Crate qip[−][src]
Expand description
Quantum Computing library leveraging graph building to build efficient quantum circuit simulations. Rust is a great language for quantum computing with gate models because the borrow checker is very similar to the No-cloning theorem.
See all the examples in the examples directory of the Github repository.
Example (CSWAP)
Here’s an example of a small circuit where two groups of Registers are swapped conditioned on a third. This circuit is very small, only three operations plus a measurement, so the boilerplate can look quite large in comparison, but that setup provides the ability to construct circuits easily and safely when they do get larger.
use qip::*;
// Make a new circuit builder.
let mut b = OpBuilder::new();
// Make three registers of sizes 1, 3, 3 (7 qubits total).
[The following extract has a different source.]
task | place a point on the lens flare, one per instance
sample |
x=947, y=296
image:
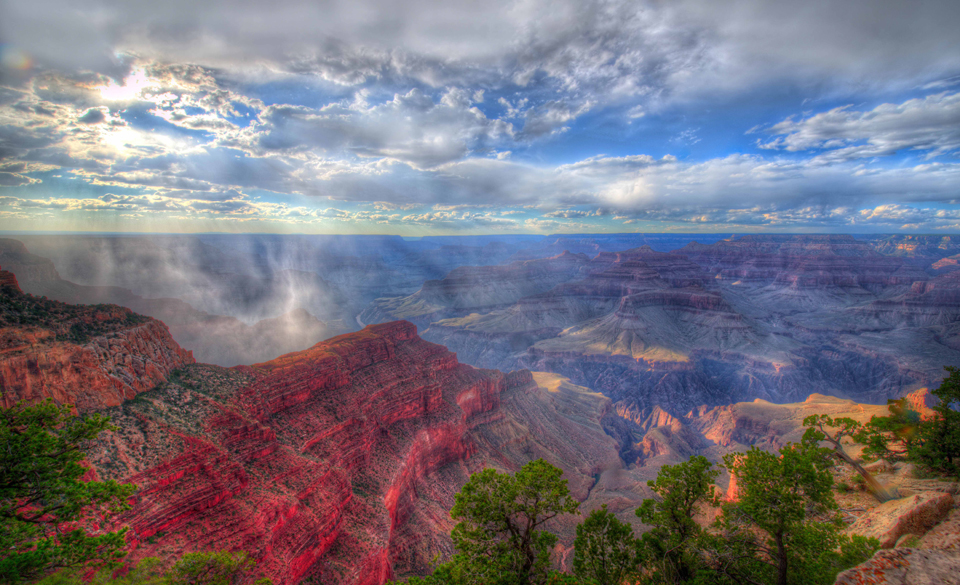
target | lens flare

let q = b.qubit(); // Same as b.register(1)?;
let ra = b.register(3)?;
let rb = b.register(3)?;
// We will want to feed in some inputs later, hang on to the handles
// so we don't need to actually remember any indices.
let a_handle = ra.handle();
let b_handle = rb.handle();
// Define circuit
// First apply an H to q
let q = b.hadamard(q);
// Then swap ra and rb, conditioned on q.
let (q, _, _) = b.cswap(q, ra, rb)?;
// Finally apply H to q again.
let q = b.hadamard(q);
// Add a measurement to the first qubit, save a reference so we can get the result later.
let (q, m_handle) = b.measure(q);
// Now q is the end result of the above circuit, and we can run the circuit by referencing it.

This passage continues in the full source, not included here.